While she's on a pay phone trying to make hotel reservations, we see the frantic running of doctors and nurses behind her. 

We hear Jack's voice calling, "Beck?"

We see her standing in front of a nearly empty vending machine, finally selecting a Twix bar (from slot B3, naturally--B3, Big Three, get it?) and as she gets it and turns around, that's when the doctor shows up. 

She suspects nothing and keeps talking until the doctor says "cardiac arrest" and "we lost your husband."

Rebecca heard him.

She did not hear him.

If she had, she probably wouldn't have bitten into that candy bar. 

Then comes the shock, the scream of grief, shots of where she has to sign papers and take away Jack's possessions; and the moment where she tells Miguel that she has to go inside and ruin her kids' lives, and she was going to be strong for them, and if he couldn't, he needed to take a walk around the block until he could. 

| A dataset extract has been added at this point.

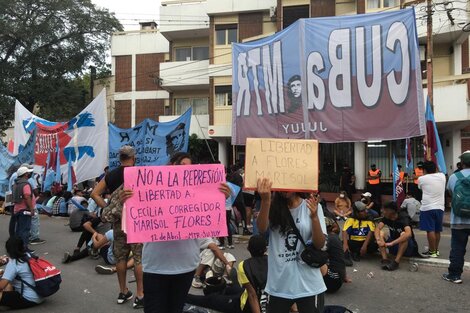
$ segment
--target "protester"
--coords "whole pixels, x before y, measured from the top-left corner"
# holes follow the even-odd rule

In the present, 20 years later, Rebecca, Kevin, Kate, and Randall have their own ways of coping on the anniversary. 

Rebecca makes Jack's favorite lasagna and looks for a reason to laugh, which Jack sends her every year without fail.  Miguel--now Rebecca's husband--gives her space.

Kate watches the last tape of her and Jack together--a tape Jack rescued from the fire.

Randall throws a Super Bowl party.

And Kevin?  In past years, he would have hooked up with a model and gotten drunk or high.  Not this year.  This year, he's committed to sobriety . . . so he goes out and finds "Dad's tree", a tree where I think some of Jack's ashes were scattered, and makes the apologies that he wasn't able to make when Jack was alive. 

He promises to be a better man.  And then he calls his mom . . . and in the middle of the conversation, he says, "I think I'm at the wrong tree."

Through her laughter, Rebecca says that this was Jack's way of making her laugh.  "This year, he sent me you."

There are other parts of this epsiode that were also poignant. 

For now, the biggest question in TV history since "Who Shot J.R.?" was finally answered.

As my son would say, "Time of death," 11:19 p.m., Sunday, February 4, 2018.

R.I.P, Jack Pearson.

Just my .04, adjusted for inflation.